5. Belediyeler tarafından atık sular türlerine göre ayrı toplanmalı ve arıtılması sağlanmalıdır. Atık suyun arıtılması hem su kaynakları üzerindeki baskıyı azaltacak, hem de suyun yeniden kazanımını sağlayacaktır.  

6. Yağmur suyu hasadı yapılmalı, elde edilen suyun bahçıvanlık, araba yıkama vb işlerde kullanımı sağlanmalıdır.

7. DSÖ tarafından içme-kullanma suları için önerilen “su güvenliği planları” belediyeler tarafından uygulamaya sokulmalıdır. Su güvenliği planlarının oluşturulması kaynaktan musluğa su kalitesi yönetimi sürecinin sistematik hale getirilmesini sağlayacaktır19.

8. İçme-kullanma suyu yönetimi, tüm illerde büyükşehir belediyelerinde olduğu gibi tek elden yürütülmelidir. Su yönetiminin tüm aşamalarında bu konuyla ilgili eğitim almış kişiler görevlendirilmelidir20.

9. Belediyeler tarafından içme-kullanma suyu altyapısı iyileştirilmeli, kayıp-kaçak oranı düşürülmelidir. Kayıp-kaçak oranı için kabul edilebilir sınır %10 iken, ülkemizde belediyeler tarafından çekilen suyun %34,6’sı tüketiciye ulaşmamaktadır21,22.

10. Bina içi depoları kontrolsüzdür. Bu depoların ruhsatlandırılması, denetlenmesi, temizlenmesi konularında yasal düzenleme yapılmalı, bu konunun sahibi belediyeler olmalıdır20.  

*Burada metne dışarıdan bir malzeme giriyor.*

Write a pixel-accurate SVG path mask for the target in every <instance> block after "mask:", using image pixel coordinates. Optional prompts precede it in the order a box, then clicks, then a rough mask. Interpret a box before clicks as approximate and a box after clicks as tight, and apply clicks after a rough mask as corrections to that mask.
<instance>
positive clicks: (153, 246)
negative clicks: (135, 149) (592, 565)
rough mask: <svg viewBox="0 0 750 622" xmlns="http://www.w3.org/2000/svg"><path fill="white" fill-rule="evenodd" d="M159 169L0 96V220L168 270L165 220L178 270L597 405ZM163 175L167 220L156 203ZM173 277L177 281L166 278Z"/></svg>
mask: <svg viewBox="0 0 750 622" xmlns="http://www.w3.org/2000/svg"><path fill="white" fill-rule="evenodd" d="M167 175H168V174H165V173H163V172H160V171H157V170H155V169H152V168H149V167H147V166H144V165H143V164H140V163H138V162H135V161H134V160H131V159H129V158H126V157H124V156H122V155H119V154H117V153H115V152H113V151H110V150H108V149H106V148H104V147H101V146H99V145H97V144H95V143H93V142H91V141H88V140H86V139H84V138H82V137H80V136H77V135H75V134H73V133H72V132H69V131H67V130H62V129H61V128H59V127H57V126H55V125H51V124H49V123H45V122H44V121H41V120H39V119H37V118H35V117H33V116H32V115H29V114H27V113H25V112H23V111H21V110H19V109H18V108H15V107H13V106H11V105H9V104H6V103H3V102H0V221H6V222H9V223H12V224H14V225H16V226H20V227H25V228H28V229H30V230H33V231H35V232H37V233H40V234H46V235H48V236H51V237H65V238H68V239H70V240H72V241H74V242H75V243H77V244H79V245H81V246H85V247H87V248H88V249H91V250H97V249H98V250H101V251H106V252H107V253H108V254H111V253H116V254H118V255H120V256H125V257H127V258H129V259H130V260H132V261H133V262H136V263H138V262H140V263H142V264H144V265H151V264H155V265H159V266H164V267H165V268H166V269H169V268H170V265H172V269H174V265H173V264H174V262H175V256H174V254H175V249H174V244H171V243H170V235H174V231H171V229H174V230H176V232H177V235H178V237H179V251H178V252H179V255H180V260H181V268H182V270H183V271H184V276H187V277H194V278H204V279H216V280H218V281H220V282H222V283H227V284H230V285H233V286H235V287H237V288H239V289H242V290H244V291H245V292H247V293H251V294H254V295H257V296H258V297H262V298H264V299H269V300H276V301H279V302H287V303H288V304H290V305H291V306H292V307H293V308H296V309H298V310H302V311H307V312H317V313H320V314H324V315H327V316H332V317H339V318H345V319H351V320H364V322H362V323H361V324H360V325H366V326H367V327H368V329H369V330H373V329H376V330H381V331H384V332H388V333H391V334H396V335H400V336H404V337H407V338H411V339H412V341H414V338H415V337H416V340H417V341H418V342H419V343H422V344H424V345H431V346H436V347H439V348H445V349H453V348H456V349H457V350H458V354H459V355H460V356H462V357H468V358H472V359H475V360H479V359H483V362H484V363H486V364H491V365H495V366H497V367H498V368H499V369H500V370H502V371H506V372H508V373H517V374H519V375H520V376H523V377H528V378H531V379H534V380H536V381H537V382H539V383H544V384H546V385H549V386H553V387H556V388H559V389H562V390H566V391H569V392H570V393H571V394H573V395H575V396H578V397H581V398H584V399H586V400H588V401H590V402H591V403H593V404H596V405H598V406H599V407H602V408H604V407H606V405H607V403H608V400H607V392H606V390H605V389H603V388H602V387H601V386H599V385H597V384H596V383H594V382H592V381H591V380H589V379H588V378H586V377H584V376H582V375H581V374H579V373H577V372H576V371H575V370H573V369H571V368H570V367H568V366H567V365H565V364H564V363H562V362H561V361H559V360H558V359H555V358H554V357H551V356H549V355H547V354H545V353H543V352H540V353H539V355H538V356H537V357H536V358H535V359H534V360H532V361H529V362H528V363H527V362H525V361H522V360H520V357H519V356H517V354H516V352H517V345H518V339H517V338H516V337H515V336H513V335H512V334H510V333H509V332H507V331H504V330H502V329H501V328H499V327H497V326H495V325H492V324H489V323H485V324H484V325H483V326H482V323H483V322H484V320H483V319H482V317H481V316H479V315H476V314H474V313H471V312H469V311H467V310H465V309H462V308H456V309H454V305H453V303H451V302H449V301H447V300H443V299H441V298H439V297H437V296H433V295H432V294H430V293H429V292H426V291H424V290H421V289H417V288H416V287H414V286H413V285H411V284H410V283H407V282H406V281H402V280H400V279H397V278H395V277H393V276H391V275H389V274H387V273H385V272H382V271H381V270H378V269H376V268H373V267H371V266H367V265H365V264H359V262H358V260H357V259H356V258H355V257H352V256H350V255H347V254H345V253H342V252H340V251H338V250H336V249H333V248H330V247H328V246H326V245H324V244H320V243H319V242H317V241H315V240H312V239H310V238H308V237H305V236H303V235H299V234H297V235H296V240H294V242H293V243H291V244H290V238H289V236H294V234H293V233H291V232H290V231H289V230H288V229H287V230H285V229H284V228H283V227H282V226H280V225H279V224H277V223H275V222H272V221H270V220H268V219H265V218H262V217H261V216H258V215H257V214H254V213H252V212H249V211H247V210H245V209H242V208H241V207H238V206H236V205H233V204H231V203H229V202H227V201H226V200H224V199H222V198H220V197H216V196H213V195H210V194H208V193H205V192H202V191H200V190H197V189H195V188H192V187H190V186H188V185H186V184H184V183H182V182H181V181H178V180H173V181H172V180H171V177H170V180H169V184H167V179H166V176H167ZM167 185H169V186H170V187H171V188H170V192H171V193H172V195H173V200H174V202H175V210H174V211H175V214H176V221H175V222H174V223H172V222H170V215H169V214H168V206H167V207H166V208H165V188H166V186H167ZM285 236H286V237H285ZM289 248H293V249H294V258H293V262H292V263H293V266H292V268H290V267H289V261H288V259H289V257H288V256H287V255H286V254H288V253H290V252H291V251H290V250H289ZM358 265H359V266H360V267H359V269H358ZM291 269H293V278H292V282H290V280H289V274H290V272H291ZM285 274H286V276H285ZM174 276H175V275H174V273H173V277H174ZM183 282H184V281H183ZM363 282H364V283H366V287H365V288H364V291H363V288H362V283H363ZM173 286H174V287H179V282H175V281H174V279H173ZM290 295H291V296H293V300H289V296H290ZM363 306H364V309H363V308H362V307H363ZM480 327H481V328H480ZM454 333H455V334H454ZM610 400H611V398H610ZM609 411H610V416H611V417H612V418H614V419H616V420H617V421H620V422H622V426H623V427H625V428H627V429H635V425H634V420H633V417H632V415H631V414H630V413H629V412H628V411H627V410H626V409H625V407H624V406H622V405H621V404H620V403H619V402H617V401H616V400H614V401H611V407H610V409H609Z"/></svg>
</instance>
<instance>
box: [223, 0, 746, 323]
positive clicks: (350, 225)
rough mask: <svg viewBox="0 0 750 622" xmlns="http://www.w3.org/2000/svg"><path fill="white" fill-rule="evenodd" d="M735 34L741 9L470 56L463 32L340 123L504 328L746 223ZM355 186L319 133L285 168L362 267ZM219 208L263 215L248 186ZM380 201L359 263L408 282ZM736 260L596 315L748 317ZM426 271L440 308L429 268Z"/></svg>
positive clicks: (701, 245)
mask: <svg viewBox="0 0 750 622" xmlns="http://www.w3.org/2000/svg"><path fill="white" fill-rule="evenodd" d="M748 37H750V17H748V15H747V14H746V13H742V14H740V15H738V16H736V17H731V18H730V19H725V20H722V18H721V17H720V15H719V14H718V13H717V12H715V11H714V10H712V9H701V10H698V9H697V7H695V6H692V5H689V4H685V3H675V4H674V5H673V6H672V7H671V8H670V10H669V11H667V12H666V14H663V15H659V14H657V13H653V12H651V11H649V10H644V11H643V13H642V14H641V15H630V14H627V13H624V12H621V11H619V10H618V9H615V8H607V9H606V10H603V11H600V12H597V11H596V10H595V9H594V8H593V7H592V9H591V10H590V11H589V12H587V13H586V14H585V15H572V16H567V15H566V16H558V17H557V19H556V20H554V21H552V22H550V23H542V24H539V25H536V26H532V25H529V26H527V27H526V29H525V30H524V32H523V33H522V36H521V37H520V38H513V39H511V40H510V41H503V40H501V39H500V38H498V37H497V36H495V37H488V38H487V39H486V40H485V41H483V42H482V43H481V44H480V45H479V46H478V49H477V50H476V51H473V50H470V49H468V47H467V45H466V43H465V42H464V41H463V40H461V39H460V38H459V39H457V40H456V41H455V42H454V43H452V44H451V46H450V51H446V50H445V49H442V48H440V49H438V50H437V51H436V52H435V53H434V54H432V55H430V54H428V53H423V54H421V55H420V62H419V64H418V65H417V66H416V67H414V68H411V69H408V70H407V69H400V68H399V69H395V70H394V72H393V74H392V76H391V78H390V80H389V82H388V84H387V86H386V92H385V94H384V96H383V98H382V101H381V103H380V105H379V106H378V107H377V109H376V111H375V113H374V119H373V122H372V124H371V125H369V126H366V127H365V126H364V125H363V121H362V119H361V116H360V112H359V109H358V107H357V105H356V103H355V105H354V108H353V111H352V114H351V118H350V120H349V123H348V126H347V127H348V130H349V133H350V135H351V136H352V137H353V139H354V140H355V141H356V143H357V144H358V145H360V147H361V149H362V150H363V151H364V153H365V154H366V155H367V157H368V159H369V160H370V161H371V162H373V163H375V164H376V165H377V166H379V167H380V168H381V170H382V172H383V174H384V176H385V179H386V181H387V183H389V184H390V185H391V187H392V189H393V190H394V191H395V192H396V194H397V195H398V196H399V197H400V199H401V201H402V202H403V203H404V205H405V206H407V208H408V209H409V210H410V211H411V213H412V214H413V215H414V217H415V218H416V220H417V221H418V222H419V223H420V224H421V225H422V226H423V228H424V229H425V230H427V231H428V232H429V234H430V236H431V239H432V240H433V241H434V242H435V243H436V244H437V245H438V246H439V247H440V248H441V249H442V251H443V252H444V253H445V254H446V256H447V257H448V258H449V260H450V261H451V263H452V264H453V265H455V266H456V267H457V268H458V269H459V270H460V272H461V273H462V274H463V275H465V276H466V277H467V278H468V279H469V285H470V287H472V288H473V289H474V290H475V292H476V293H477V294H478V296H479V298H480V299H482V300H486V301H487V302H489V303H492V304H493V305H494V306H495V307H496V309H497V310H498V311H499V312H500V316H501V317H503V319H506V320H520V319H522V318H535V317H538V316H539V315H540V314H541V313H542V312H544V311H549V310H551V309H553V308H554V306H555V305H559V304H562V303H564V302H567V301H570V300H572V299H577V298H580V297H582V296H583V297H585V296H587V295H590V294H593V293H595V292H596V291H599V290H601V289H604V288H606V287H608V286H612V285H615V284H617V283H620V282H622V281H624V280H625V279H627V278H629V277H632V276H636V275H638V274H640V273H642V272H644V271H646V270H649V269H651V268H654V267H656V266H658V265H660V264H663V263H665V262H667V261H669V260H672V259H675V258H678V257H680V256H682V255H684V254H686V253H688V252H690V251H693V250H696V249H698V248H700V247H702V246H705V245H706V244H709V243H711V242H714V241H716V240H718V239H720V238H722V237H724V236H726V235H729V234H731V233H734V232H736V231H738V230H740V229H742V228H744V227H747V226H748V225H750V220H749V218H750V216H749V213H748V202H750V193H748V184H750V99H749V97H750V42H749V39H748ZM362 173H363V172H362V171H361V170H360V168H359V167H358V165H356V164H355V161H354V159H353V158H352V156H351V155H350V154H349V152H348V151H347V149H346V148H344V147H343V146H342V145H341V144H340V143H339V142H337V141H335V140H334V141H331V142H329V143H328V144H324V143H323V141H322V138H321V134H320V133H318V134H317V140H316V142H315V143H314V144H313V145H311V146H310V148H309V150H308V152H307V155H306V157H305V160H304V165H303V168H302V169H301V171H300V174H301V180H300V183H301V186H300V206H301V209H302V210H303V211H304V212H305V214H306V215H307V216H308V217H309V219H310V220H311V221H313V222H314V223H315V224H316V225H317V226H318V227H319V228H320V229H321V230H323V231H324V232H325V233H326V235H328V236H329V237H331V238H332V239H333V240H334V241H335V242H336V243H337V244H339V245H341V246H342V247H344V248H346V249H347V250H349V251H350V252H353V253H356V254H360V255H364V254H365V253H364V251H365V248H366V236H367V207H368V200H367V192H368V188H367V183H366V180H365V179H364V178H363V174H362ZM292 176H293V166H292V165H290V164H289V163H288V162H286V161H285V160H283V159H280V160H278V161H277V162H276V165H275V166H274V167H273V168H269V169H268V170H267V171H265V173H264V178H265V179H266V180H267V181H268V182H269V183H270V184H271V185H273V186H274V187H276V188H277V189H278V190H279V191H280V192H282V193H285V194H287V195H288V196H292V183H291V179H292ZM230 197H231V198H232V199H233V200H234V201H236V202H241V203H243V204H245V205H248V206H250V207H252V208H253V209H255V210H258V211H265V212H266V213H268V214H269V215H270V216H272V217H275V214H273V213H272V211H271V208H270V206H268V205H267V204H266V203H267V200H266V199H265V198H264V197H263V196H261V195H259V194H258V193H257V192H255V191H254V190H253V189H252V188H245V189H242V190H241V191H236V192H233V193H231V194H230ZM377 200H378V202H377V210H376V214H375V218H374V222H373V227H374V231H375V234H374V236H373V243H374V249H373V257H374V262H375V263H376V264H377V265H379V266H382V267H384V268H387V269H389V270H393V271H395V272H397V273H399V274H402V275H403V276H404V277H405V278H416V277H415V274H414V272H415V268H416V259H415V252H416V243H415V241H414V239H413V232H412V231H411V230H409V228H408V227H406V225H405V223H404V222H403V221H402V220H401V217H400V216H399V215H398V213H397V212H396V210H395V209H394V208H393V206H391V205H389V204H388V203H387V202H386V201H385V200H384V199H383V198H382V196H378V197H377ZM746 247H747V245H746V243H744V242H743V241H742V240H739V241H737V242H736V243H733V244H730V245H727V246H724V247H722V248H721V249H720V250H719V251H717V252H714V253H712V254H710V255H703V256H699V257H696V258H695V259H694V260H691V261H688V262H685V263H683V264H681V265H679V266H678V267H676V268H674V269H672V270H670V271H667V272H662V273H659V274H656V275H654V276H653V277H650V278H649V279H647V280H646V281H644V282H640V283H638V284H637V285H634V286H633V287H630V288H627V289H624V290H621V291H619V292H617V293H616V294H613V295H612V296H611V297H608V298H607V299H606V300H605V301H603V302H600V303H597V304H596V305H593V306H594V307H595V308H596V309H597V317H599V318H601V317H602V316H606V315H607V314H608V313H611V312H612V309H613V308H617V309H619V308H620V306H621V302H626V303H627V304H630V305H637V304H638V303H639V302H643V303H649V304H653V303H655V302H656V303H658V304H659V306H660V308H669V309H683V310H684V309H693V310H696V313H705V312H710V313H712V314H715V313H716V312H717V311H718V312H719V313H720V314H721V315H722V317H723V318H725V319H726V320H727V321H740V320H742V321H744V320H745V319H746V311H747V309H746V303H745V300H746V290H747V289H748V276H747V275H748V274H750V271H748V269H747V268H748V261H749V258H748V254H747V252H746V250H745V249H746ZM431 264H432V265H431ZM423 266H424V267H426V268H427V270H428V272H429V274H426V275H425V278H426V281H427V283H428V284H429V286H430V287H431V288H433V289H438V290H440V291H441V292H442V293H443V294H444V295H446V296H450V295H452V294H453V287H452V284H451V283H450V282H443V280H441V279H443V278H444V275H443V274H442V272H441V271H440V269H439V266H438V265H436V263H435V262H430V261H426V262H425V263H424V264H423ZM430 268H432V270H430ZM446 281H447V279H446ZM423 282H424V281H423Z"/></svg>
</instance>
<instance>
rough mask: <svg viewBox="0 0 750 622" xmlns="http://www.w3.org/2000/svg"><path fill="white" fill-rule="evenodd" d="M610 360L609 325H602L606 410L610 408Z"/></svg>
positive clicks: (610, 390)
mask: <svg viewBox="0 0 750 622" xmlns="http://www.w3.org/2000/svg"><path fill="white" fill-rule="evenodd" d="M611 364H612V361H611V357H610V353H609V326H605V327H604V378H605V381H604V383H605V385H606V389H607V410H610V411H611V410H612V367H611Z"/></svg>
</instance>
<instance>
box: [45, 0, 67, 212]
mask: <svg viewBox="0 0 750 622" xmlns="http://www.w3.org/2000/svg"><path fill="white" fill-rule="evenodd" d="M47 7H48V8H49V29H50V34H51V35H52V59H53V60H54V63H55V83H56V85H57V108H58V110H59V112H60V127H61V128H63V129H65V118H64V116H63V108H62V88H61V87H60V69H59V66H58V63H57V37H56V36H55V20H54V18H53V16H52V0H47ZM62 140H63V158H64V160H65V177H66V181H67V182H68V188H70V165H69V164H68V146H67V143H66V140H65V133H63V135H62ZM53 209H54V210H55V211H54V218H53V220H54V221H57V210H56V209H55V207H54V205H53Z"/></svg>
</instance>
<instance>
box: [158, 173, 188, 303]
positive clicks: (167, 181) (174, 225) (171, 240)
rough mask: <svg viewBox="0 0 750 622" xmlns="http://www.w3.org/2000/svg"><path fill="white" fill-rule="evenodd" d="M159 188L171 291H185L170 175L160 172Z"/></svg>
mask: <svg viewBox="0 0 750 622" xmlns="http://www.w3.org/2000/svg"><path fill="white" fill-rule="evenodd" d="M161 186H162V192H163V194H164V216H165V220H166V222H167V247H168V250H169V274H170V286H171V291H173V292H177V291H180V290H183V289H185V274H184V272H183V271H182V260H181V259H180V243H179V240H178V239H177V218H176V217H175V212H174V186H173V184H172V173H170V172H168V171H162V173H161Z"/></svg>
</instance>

11. Ülkemizde su kullanımının sektörel dağılımına bakıldığında 2018 yılı itibariyle çekilen suyun %72’si tarımda, %18’i sanayide kullanılmaktadır23,24. En fazla kullanımın olduğu tarım sektöründe suyun verimsiz kullanımı önemli düzeyde israfa neden olmaktadır2. Bu nedenle suyu tasarruflu kullanan sulama teknolojileri geliştirilmeli ve kullanımı yaygınlaştırılmalıdır.  Ayrıca su kaynaklarının tarımsal kirleticilerden korunması için organik tarımı teşvik eden politikalar ve diğer sürdürülebilir tarım uygulamaları tercih edilmelidir.

12. Suyun sanayide verimli kullanımını sağlayacak uygulamalar hayata geçirilmeli, sanayi tesislerinden kaynaklanan atık suların arıtılmadan çevreye deşarj edilmesi önlenmelidir.  

13. Halk eğitimi suyun korunması çalışmalarında son derece önemlidir. Suyun değeri konusunda toplumun farkındalığı artırılmalıdır.

14. Bireysel su savurganlığını önlemeye yönelik çalışmalar yapılmalı, tasarruflu beyaz eşyaların ve armatürlerin kullanımı gibi uygulamalar özendirilmelidir.

15. Sağlık Bakanlığı tarafından içme-kullanma sularının kalite standartları izlenmektedir. Buna ilişkin veriler toplumla paylaşılmalıdır.